As noted on the blog, on the Integrity Legal site, the main website as opposed to, I went into a little bit further detail which I'll go into here. Most notably, this is an interesting amendment because it's very difficult to sort of implement a negative. So clearly I think that the policy of the Trump administration is "we don't want to process perhaps as many visa applications or we don't want to process them with the same degree of alacrity that they've been processed in the past.

How is this going to affect things day to day as far as visa processing goes? In the immediate future, I don't think it will affect things greatly. I think that visa applicants will have their visas, not visa applicants specifically, this only pertains to non-immigrant visa applicants. They're going to see their visas processed in pretty much the same manner as they were processed before most notably because the sort of infrastructural improvements that were necessary to increase the speed in order to try to align with the previous administration's previous order, that infrastructure still exists presumably and there hasn't been very much that's gone ahead and change that in this executive in and of itself. So in the shorter term, I don't think there's going to be a great deal of change. Now longer term as this policy sort of sets in and as for lack of better term, sort of bureaucratic entropy or inertia sort of starts to set in, yes I think in two to three years down the line, if this policy isn't turned around I think it's very possible you could see longer processing times for what have been relatively shortly processed visa applications to this point.
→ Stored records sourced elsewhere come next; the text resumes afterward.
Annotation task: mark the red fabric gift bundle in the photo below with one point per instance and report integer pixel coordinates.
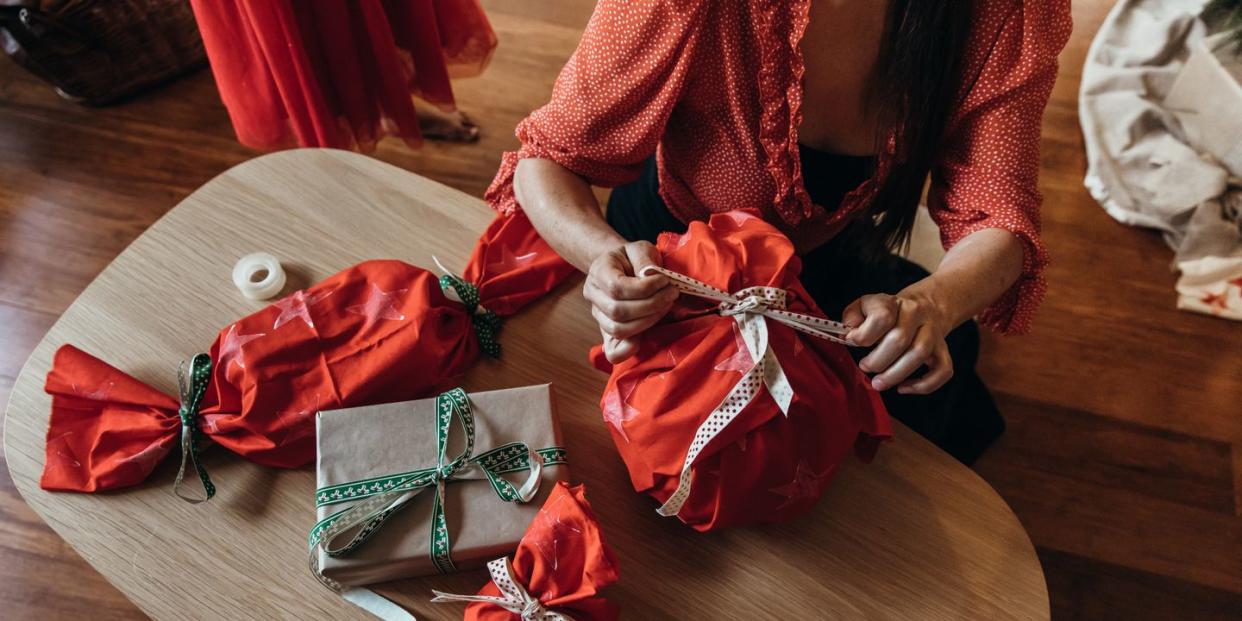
(562, 564)
(378, 332)
(738, 406)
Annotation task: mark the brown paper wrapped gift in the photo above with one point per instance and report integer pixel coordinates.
(385, 448)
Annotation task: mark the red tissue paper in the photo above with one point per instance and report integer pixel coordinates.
(697, 415)
(562, 564)
(378, 332)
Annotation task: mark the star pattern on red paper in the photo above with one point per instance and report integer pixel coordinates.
(99, 394)
(559, 534)
(806, 485)
(740, 359)
(616, 407)
(63, 452)
(298, 307)
(380, 304)
(1216, 302)
(509, 261)
(230, 348)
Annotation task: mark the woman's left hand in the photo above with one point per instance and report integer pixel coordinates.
(908, 332)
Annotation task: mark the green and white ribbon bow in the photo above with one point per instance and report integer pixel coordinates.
(513, 596)
(487, 324)
(752, 308)
(380, 497)
(193, 389)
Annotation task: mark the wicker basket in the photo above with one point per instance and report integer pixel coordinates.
(97, 51)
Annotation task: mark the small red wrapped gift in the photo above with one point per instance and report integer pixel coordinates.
(562, 564)
(378, 332)
(739, 405)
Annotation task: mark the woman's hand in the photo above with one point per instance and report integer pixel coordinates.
(622, 302)
(907, 332)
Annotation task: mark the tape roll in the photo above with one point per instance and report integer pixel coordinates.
(258, 276)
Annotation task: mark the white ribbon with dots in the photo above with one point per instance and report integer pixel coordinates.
(750, 308)
(514, 598)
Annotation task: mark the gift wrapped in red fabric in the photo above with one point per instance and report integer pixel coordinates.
(560, 565)
(738, 405)
(378, 332)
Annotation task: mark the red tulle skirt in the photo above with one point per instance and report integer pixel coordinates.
(338, 73)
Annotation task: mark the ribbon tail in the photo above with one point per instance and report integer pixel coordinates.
(376, 604)
(778, 383)
(528, 489)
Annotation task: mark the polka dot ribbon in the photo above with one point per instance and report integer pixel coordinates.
(513, 596)
(193, 386)
(752, 308)
(487, 324)
(376, 499)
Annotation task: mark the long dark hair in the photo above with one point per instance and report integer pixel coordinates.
(914, 90)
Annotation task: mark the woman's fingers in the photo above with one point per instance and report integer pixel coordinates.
(630, 309)
(919, 350)
(879, 316)
(617, 350)
(897, 338)
(939, 373)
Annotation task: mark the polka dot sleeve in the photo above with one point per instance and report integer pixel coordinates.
(989, 174)
(612, 99)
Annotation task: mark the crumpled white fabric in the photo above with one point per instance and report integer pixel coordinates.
(1140, 165)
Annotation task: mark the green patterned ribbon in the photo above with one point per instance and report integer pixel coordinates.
(378, 498)
(487, 324)
(193, 389)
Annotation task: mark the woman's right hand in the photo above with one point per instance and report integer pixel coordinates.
(622, 302)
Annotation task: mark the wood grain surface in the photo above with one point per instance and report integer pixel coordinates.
(1123, 458)
(913, 535)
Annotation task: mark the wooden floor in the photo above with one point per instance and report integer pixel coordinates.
(1124, 452)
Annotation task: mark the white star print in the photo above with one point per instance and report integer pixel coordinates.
(616, 409)
(558, 532)
(379, 306)
(806, 485)
(99, 394)
(230, 348)
(509, 261)
(298, 307)
(65, 460)
(740, 360)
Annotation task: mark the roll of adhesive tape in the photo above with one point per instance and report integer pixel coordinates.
(258, 276)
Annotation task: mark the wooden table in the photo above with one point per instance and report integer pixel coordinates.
(912, 535)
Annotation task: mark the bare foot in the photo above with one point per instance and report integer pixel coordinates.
(437, 124)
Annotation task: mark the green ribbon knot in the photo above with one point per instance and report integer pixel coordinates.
(378, 498)
(487, 324)
(193, 388)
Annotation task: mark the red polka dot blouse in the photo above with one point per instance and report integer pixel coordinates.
(713, 88)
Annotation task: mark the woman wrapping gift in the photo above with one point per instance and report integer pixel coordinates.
(827, 117)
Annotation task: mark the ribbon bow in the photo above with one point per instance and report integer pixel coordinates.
(380, 497)
(191, 399)
(487, 324)
(514, 598)
(750, 308)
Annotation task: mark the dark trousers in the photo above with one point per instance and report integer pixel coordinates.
(960, 417)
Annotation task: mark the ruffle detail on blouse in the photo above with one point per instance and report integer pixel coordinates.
(781, 99)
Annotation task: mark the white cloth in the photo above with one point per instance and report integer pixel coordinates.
(1140, 167)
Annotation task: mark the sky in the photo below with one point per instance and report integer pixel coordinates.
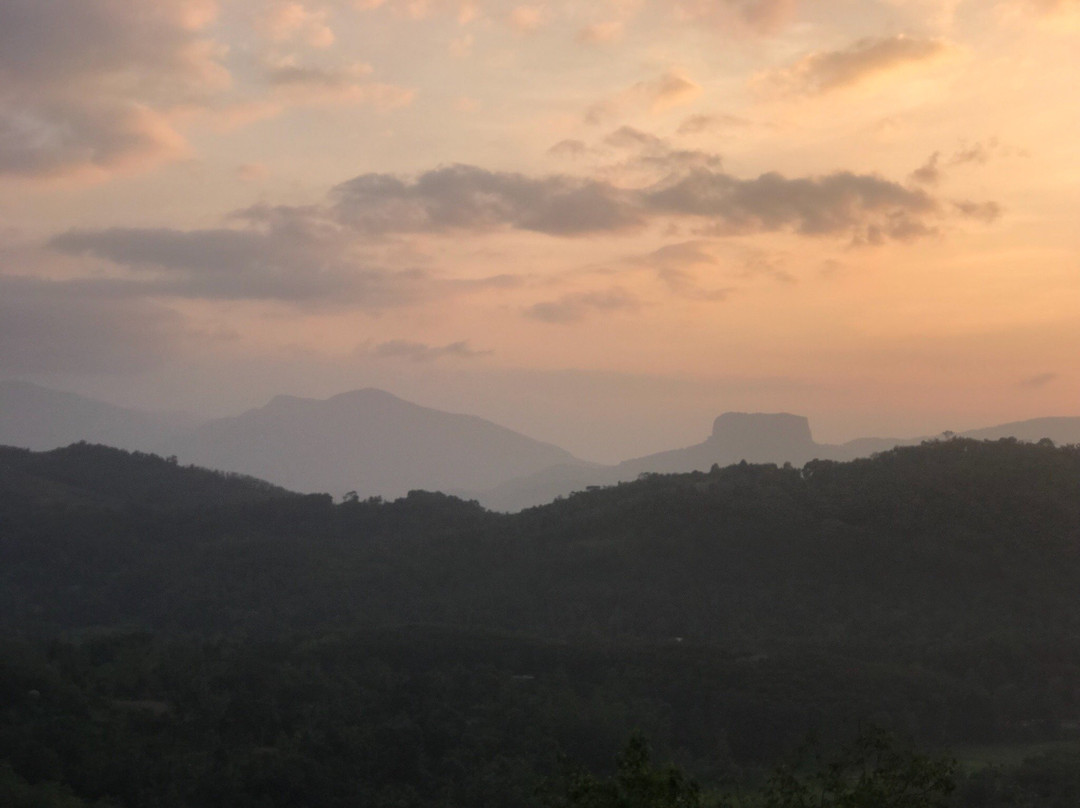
(601, 224)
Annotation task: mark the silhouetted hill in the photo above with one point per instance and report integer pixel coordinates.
(103, 476)
(751, 436)
(959, 536)
(932, 584)
(39, 418)
(367, 441)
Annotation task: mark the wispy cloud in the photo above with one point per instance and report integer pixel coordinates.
(574, 308)
(824, 71)
(671, 89)
(89, 85)
(405, 349)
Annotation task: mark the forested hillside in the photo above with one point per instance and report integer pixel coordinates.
(178, 636)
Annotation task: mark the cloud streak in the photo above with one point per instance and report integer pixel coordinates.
(825, 71)
(86, 88)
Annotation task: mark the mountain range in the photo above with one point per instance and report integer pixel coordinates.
(376, 444)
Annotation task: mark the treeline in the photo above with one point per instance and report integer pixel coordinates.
(428, 718)
(173, 636)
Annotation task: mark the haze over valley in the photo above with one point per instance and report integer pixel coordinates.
(536, 404)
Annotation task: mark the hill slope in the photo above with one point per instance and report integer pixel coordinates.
(366, 441)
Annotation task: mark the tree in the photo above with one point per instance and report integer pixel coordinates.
(873, 772)
(637, 783)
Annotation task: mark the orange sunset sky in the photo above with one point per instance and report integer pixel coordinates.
(601, 224)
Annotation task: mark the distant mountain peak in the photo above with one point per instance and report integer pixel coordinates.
(775, 426)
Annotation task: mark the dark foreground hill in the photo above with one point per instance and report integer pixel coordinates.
(366, 441)
(175, 636)
(956, 538)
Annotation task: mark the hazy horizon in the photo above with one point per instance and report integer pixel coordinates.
(599, 225)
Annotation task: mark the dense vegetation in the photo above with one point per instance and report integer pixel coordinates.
(180, 637)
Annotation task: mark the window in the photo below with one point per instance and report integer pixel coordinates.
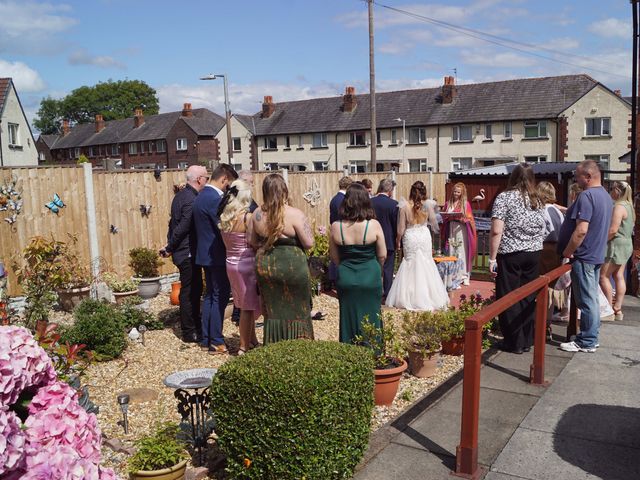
(320, 166)
(270, 143)
(599, 126)
(319, 140)
(536, 159)
(14, 138)
(417, 135)
(507, 129)
(461, 163)
(535, 129)
(462, 133)
(357, 139)
(418, 165)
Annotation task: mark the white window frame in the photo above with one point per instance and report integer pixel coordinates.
(14, 134)
(540, 125)
(319, 140)
(461, 163)
(181, 144)
(421, 133)
(507, 130)
(600, 124)
(457, 132)
(354, 139)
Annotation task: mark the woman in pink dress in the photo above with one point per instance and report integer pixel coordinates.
(235, 224)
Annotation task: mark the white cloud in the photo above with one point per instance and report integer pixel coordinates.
(24, 77)
(32, 27)
(82, 57)
(611, 28)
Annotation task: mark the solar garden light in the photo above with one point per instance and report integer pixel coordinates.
(142, 329)
(123, 401)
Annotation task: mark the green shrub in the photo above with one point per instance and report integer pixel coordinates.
(100, 326)
(294, 409)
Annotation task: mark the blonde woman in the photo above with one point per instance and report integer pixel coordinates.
(619, 246)
(235, 227)
(282, 234)
(459, 225)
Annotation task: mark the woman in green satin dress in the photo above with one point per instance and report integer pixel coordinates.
(356, 245)
(619, 247)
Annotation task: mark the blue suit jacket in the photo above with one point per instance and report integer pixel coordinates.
(210, 249)
(387, 214)
(336, 201)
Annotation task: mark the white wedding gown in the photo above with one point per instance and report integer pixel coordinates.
(417, 285)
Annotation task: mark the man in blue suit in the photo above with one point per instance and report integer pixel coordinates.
(386, 210)
(211, 255)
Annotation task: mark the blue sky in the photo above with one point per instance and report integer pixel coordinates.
(297, 49)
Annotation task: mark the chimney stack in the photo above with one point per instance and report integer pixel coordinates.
(449, 90)
(268, 107)
(138, 117)
(349, 100)
(99, 123)
(186, 110)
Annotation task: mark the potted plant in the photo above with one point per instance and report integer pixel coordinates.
(421, 337)
(146, 264)
(160, 455)
(387, 355)
(121, 287)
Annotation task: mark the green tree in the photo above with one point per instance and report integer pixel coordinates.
(113, 100)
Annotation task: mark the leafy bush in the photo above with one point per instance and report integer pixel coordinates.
(100, 326)
(294, 409)
(159, 450)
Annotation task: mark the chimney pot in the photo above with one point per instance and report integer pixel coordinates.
(268, 107)
(349, 102)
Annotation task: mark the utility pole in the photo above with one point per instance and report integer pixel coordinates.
(372, 90)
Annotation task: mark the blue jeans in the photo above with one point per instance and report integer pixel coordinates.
(584, 289)
(215, 301)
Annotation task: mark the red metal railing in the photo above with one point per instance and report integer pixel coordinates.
(467, 450)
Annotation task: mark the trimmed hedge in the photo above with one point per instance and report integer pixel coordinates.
(294, 409)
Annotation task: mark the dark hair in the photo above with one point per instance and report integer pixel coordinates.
(224, 170)
(417, 195)
(523, 180)
(356, 206)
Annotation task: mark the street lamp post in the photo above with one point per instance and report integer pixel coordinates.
(404, 139)
(226, 108)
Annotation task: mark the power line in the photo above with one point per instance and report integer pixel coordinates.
(496, 40)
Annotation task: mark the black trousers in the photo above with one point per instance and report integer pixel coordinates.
(387, 273)
(190, 296)
(517, 322)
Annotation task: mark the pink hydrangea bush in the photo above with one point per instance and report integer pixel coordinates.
(59, 439)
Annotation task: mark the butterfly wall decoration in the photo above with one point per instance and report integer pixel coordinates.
(145, 210)
(56, 204)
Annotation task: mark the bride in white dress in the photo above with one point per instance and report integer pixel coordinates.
(417, 285)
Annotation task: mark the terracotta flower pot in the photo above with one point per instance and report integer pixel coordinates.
(421, 366)
(453, 346)
(386, 384)
(174, 298)
(172, 473)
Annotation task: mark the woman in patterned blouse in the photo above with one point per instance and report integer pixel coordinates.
(517, 233)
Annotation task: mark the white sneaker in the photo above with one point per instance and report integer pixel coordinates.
(574, 347)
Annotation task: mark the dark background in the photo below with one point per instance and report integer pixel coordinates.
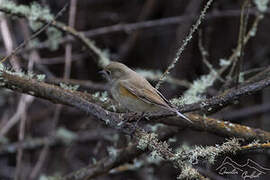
(151, 48)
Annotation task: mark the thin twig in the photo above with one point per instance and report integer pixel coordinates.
(185, 43)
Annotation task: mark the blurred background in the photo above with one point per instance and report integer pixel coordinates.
(145, 35)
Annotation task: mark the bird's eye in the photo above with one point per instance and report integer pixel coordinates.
(108, 72)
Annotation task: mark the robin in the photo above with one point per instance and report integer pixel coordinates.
(134, 92)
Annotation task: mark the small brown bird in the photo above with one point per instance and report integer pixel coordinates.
(134, 92)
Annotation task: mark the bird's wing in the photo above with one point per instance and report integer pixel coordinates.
(146, 93)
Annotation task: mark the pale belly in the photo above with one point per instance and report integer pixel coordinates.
(134, 105)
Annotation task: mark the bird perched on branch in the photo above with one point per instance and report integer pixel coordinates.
(134, 92)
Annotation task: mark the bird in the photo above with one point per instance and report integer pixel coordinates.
(134, 92)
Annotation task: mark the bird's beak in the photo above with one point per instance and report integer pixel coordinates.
(104, 74)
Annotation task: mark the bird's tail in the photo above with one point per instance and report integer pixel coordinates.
(182, 115)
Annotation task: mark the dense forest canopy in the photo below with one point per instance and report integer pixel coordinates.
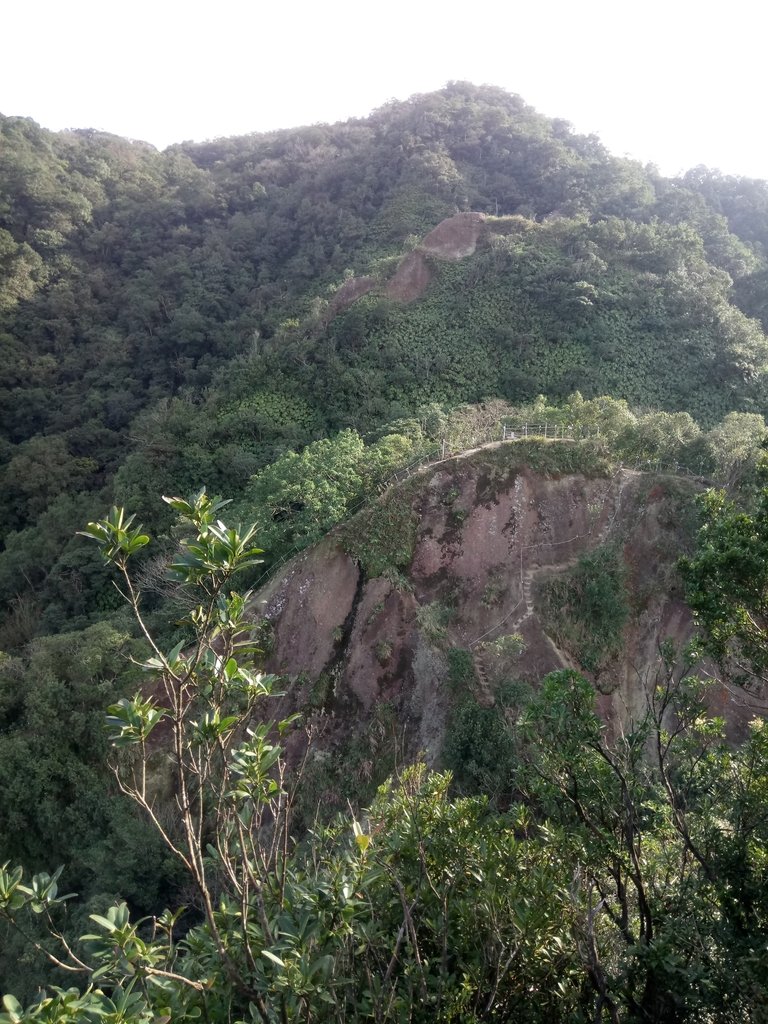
(221, 315)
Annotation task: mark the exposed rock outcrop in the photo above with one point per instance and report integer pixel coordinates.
(492, 534)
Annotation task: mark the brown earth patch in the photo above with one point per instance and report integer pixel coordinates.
(480, 554)
(307, 606)
(411, 279)
(454, 238)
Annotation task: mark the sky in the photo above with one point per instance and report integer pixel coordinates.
(674, 83)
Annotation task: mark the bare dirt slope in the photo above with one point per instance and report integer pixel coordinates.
(489, 538)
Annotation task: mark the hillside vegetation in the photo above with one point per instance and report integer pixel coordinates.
(230, 315)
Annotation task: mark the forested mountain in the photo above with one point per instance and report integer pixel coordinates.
(168, 318)
(287, 320)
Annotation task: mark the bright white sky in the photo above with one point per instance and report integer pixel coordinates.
(673, 82)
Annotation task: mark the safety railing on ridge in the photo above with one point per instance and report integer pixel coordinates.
(444, 451)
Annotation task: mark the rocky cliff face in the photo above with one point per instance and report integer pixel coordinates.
(570, 562)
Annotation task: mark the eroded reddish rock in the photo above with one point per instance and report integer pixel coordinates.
(488, 541)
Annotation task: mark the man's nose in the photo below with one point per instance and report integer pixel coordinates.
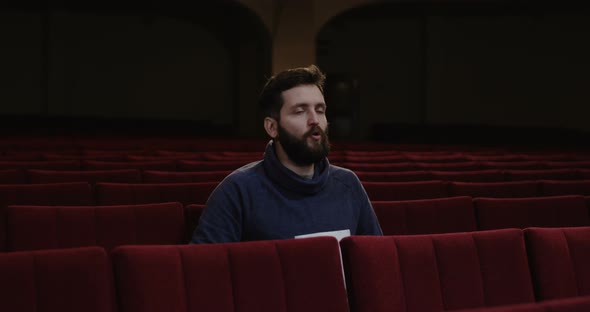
(313, 118)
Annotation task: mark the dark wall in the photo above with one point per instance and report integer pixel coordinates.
(471, 64)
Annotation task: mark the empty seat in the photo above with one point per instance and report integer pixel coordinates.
(41, 194)
(129, 193)
(469, 176)
(437, 272)
(48, 165)
(426, 216)
(297, 275)
(544, 174)
(495, 189)
(556, 211)
(384, 191)
(12, 176)
(165, 165)
(46, 227)
(90, 176)
(192, 214)
(392, 176)
(209, 165)
(68, 280)
(151, 176)
(559, 260)
(551, 188)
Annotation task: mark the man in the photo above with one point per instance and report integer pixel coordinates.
(294, 190)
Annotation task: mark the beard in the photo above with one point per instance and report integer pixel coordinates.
(299, 151)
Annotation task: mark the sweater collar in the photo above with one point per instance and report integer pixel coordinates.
(288, 179)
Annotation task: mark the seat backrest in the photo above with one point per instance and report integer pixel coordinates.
(552, 188)
(12, 176)
(437, 272)
(426, 216)
(559, 260)
(152, 176)
(495, 189)
(90, 176)
(297, 275)
(67, 280)
(130, 193)
(46, 227)
(386, 191)
(555, 211)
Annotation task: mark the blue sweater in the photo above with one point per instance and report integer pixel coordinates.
(265, 200)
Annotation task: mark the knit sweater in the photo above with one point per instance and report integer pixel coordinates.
(265, 200)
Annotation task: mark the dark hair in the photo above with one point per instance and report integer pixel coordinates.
(270, 99)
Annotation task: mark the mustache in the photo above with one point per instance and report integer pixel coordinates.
(316, 129)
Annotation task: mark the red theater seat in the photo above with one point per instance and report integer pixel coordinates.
(90, 176)
(68, 280)
(551, 188)
(495, 189)
(150, 176)
(298, 275)
(557, 211)
(469, 176)
(165, 165)
(12, 176)
(426, 216)
(385, 191)
(392, 176)
(545, 174)
(559, 260)
(437, 272)
(47, 227)
(130, 194)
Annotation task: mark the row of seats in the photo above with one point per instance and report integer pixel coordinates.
(217, 165)
(21, 176)
(31, 227)
(511, 270)
(83, 193)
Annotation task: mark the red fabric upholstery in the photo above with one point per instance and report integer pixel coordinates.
(69, 280)
(90, 176)
(300, 275)
(427, 216)
(557, 211)
(166, 165)
(208, 165)
(392, 176)
(437, 272)
(192, 214)
(458, 166)
(150, 176)
(551, 188)
(129, 194)
(559, 260)
(12, 176)
(578, 304)
(469, 176)
(386, 191)
(49, 165)
(46, 227)
(41, 194)
(380, 167)
(515, 165)
(495, 189)
(546, 174)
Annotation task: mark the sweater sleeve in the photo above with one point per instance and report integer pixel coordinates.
(368, 224)
(221, 219)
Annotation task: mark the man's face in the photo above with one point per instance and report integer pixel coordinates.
(302, 129)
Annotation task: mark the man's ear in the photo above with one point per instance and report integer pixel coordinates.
(271, 127)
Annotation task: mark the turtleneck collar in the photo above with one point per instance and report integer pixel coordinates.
(288, 179)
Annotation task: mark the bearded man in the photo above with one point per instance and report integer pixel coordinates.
(293, 191)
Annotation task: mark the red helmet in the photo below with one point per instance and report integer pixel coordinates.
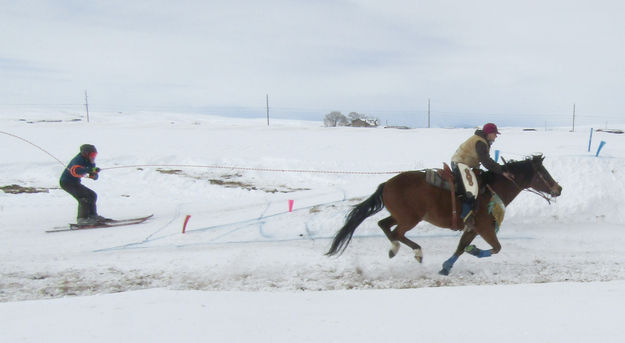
(490, 128)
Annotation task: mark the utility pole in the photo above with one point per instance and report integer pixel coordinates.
(428, 113)
(267, 109)
(87, 105)
(573, 118)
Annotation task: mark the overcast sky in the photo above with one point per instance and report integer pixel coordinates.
(476, 60)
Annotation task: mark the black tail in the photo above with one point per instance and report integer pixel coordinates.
(360, 212)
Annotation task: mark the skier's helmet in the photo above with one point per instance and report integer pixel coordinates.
(87, 150)
(490, 128)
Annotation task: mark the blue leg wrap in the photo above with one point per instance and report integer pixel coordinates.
(473, 250)
(447, 265)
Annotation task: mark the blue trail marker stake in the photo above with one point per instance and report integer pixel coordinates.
(600, 146)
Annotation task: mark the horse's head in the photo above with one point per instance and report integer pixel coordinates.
(542, 180)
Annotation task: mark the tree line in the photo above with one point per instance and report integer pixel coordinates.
(355, 119)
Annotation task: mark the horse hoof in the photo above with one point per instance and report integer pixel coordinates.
(394, 249)
(419, 255)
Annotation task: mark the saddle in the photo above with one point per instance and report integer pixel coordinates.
(445, 179)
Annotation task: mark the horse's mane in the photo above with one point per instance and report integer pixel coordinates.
(522, 167)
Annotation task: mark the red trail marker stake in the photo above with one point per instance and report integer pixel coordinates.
(184, 226)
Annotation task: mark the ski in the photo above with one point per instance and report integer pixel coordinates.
(110, 223)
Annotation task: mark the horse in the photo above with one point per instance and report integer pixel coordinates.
(410, 199)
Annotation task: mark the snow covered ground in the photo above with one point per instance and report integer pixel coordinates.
(247, 268)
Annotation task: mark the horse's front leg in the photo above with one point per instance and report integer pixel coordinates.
(465, 240)
(490, 236)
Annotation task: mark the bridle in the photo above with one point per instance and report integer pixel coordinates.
(542, 178)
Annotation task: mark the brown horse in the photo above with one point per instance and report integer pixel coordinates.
(410, 199)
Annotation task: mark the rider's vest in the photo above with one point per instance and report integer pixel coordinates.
(467, 153)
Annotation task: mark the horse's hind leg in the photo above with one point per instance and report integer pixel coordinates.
(399, 234)
(386, 224)
(465, 240)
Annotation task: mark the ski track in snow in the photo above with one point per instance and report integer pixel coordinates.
(240, 239)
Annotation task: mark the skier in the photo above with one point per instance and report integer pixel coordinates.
(80, 166)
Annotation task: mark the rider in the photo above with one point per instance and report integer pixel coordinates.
(473, 152)
(80, 166)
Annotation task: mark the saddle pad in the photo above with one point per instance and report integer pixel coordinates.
(497, 209)
(433, 178)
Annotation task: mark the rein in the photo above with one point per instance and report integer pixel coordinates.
(540, 194)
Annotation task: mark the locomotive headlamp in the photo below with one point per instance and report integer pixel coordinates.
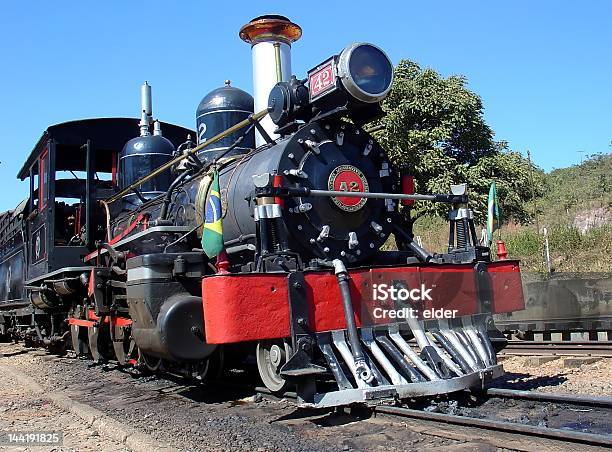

So in the immediate future, I don't think this is something to be greatly concerned about but know that down the line, it's very likely that visa processing at least in the non-immigrant section, it's going to get slower. Sort of postscript on to this, we're not talking U.S. immigrant visas so like U.S. marriage visas such as the CR-1 or the IR-1, the U.S. fiancée visa such as the K-1 which technically is non-immigrant visa but as we explained in our video about dual intent visas, it's treated for all intents and purposes as an immigrant visa, those types of visas presumably are not going to be impacted by this because this executive order specifically speaks to non-immigrant visa cases. But that being said, J-1 visas, B-1/B-2 visas, F-1 visas for students to the United States, yes they specifically speak to those categories as those are non-immigrant visa cases and as I said previously, I don't think it's something to be concerned about in the coming months but out past that perhaps in the next 24 months, I think it's very possible that this change in policy could have a significant impact on how visa applications are processed abroad.